Sullivan, 28, has put in a lot of hours onstage since then, performing iconic roles of Harold Hill in The Music Man and Curly in Oklahoma! (four times). But Christmas shows have been absent from Sullivan's résumé in recent years, primarily because of his former day job, managing his father's garden center, The Planter's Wort, in Richmond.
"We did Christmas trees in the winter, so holiday shows were always off the table," Sullivan says.
In the past year, Sullivan's father has shifted back to managing the garden center full-time, and Sullivan has taken a job doing pretrial work with the judicial system in Montgomery, Menifee, Bath and Rowan counties, freeing up his holiday-season evenings to work on shows. Starting this weekend, he'll play another iconic role: George Bailey in The Woodford Theatre's production of It's a Wonderful Life.
"Everybody knows George Bailey," Sullivan says. "It appeals to me because it has that wholesome feeling with an uplifting ending that makes you want to go home and drink eggnog with the family."
The show finds Sullivan in a comfortable place on the Woodford stage. He's under the direction of Beth Kirchner, with whom he has crafted several memorable performances, including Pseudolus in the 2005 production of A Funny Thing Happened on the Way to the Forum and his most recent performance as Curly in Oklahoma in 2009.

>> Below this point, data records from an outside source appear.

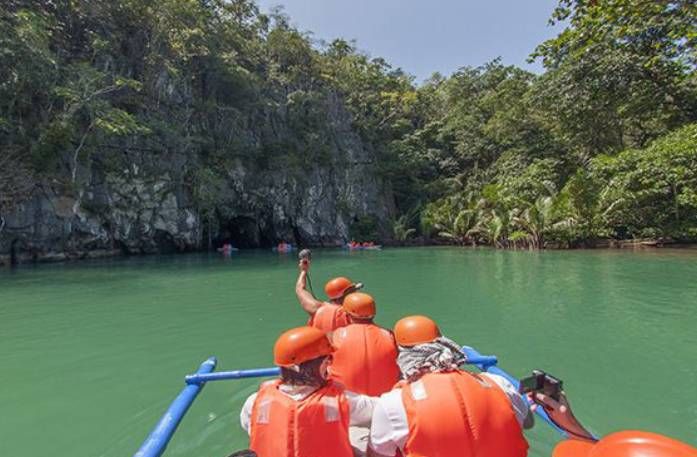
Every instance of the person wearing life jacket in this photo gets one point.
(628, 443)
(326, 316)
(439, 410)
(365, 360)
(304, 413)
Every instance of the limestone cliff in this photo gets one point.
(146, 201)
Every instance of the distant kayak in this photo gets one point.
(284, 247)
(375, 247)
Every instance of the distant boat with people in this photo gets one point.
(284, 247)
(227, 249)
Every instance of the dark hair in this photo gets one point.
(307, 375)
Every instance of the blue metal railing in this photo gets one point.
(156, 442)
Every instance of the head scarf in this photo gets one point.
(441, 354)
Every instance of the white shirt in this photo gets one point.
(360, 406)
(390, 429)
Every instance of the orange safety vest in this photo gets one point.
(329, 317)
(315, 426)
(460, 414)
(365, 360)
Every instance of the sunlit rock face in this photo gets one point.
(145, 202)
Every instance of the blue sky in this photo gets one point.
(426, 36)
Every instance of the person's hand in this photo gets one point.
(560, 413)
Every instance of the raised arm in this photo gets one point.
(307, 301)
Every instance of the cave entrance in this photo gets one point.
(244, 232)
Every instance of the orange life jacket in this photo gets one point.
(460, 414)
(329, 317)
(313, 427)
(365, 360)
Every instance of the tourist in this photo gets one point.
(326, 316)
(441, 410)
(365, 360)
(304, 413)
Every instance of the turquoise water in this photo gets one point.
(92, 353)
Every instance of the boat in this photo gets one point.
(156, 443)
(227, 249)
(284, 247)
(358, 247)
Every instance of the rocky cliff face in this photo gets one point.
(146, 204)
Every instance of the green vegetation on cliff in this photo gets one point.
(603, 144)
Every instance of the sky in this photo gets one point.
(423, 37)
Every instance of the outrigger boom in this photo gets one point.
(156, 443)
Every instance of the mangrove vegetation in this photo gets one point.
(602, 145)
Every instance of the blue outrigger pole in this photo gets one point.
(155, 444)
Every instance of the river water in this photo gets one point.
(92, 353)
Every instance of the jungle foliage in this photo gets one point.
(602, 145)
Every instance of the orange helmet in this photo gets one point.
(629, 443)
(299, 345)
(337, 287)
(358, 304)
(413, 330)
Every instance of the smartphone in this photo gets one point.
(541, 382)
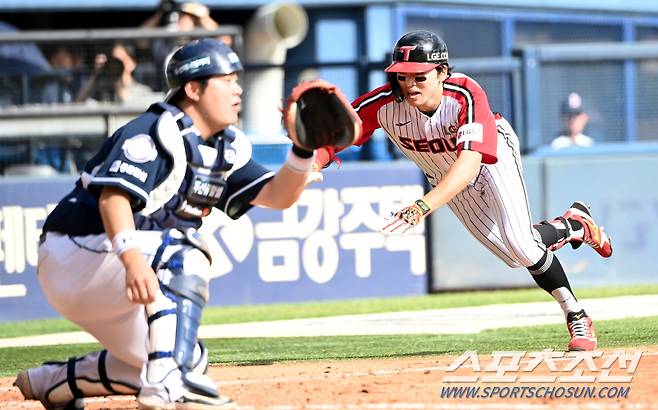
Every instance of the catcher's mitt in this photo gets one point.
(317, 114)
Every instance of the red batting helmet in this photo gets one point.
(418, 52)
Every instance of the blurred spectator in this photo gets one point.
(19, 63)
(176, 16)
(112, 80)
(574, 120)
(68, 69)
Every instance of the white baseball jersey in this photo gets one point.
(494, 206)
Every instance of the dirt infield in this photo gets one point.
(415, 383)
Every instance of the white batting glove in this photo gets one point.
(315, 175)
(406, 218)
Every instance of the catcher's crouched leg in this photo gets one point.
(62, 385)
(177, 363)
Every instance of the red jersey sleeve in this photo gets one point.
(477, 126)
(367, 107)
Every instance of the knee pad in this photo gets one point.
(184, 278)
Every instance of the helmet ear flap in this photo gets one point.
(395, 86)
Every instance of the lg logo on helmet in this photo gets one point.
(193, 65)
(437, 56)
(406, 50)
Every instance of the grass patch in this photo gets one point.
(259, 313)
(633, 332)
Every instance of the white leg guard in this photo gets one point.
(176, 362)
(58, 384)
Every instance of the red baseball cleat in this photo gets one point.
(581, 331)
(593, 235)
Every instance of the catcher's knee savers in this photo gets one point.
(184, 278)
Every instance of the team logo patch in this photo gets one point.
(140, 148)
(230, 156)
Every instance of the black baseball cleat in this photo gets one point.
(25, 386)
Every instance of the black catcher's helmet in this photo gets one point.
(418, 52)
(198, 59)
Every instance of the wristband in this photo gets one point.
(123, 241)
(424, 208)
(299, 164)
(301, 152)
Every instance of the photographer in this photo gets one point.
(176, 16)
(112, 80)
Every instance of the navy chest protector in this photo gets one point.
(203, 185)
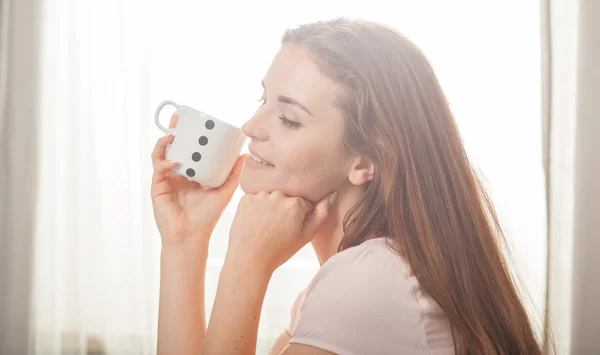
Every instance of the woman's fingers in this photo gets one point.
(159, 152)
(174, 119)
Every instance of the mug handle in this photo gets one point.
(158, 109)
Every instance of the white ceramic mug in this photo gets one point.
(205, 147)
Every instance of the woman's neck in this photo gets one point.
(327, 239)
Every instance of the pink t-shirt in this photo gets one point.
(365, 300)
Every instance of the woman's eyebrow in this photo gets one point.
(288, 100)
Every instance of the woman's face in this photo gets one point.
(297, 131)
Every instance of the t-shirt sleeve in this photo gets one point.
(362, 304)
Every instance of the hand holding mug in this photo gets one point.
(185, 210)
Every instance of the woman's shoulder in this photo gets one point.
(372, 269)
(367, 296)
(377, 252)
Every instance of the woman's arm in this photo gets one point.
(181, 318)
(282, 341)
(233, 326)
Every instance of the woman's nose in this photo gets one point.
(255, 128)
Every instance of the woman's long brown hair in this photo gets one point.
(425, 193)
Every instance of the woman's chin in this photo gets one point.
(251, 187)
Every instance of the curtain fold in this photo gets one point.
(19, 89)
(572, 135)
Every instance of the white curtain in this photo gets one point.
(571, 147)
(107, 64)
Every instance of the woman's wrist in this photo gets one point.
(196, 243)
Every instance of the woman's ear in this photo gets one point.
(361, 171)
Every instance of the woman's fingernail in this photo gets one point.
(333, 198)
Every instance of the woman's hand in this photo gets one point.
(269, 228)
(184, 210)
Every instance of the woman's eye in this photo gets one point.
(289, 123)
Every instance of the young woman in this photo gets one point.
(354, 149)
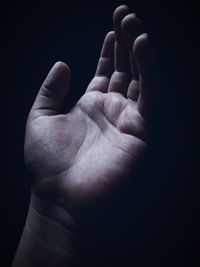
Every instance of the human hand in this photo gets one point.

On the other hand, It's a Wonderful Life takes Sullivan, who also has performed with Paragon Music Theatre and other companies, out of a comfort zone because it is not a musical. Since emerging in Lexington theater a little more than five years ago, Sullivan has performed exclusively in musicals.
"Doing a musical, I could always feel like even if I mess up a little bit, I'll get it back in the song," Sullivan says. In It's a Wonderful Life, "I don't have that safety net. It really is all on my acting.

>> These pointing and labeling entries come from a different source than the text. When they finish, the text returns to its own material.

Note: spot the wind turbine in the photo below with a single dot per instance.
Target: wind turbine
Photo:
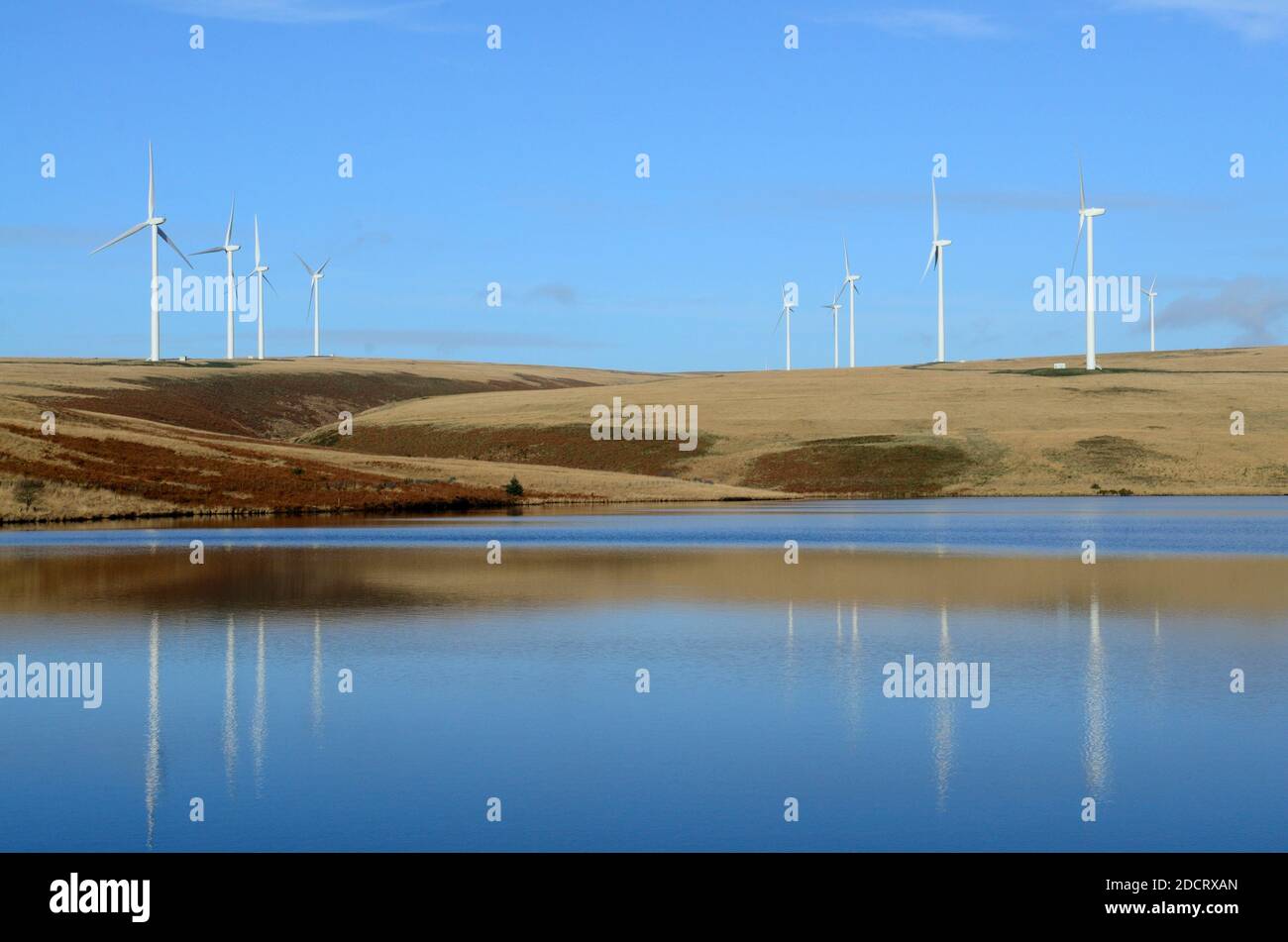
(316, 299)
(155, 222)
(259, 300)
(227, 249)
(836, 339)
(936, 259)
(853, 282)
(787, 314)
(1151, 295)
(1087, 216)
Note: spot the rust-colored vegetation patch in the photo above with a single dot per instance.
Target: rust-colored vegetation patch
(884, 466)
(567, 446)
(1116, 457)
(274, 404)
(230, 480)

"Beth and I discussed that I am a singer-actor. So to have the whole show rest on my acting means me getting a lot more serious, means me getting a lot more into the script and saying, what does this mean? What's the subtext? They're things that you do, but not to this extent."
Bailey, who is driven so low that he attempts suicide, is a character who goes into much darker places than most of Sullivan's musical leading men.

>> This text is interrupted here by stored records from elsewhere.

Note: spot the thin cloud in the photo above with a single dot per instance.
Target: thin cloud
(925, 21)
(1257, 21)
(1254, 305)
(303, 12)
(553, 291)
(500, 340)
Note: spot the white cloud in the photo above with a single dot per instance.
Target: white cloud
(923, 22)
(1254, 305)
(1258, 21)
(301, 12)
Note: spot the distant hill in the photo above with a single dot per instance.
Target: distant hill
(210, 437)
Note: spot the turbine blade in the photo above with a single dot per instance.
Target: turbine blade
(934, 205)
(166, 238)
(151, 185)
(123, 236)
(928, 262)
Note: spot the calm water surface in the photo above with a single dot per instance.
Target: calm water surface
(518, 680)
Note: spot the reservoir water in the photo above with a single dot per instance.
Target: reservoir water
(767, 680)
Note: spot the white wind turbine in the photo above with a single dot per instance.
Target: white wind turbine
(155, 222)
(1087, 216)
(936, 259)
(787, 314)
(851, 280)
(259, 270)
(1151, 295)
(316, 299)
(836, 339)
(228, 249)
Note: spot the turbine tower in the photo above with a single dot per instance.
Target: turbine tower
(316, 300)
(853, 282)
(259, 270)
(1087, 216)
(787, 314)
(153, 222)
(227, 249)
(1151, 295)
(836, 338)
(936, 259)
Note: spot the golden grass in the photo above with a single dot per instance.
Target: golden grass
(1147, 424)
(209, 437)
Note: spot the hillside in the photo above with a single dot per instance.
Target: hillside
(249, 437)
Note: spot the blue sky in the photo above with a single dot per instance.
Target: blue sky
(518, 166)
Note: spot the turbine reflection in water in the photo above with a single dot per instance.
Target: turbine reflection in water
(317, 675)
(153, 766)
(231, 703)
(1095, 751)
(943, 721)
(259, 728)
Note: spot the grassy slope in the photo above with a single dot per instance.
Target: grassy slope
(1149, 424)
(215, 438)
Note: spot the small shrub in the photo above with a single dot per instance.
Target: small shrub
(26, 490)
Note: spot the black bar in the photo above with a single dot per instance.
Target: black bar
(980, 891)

In many ways though, Sullivan identifies with Bailey, who stays in his small town of Bedford Falls rather than pursue dreams in bigger places, and who works at making life better for his family and community.
As a leading man of Lexington-area musical theater, Sullivan has been tempted to test the waters in New York and other big cities. But the bottom line is, he's not interested.
"I moved to Winchester because Lexington was too big for me," Sullivan says. "And now I'm thinking of downsizing again to Mount Sterling."
Sullivan says he investigated New York, particularly when he had a girlfriend who lived there.
"It was cutthroat," says Sullivan, who is contemplating going back to law school. "People are willing to take a bat to your knees just to keep you from auditioning.
"I'd rather stay here and just do what I do because I love doing it."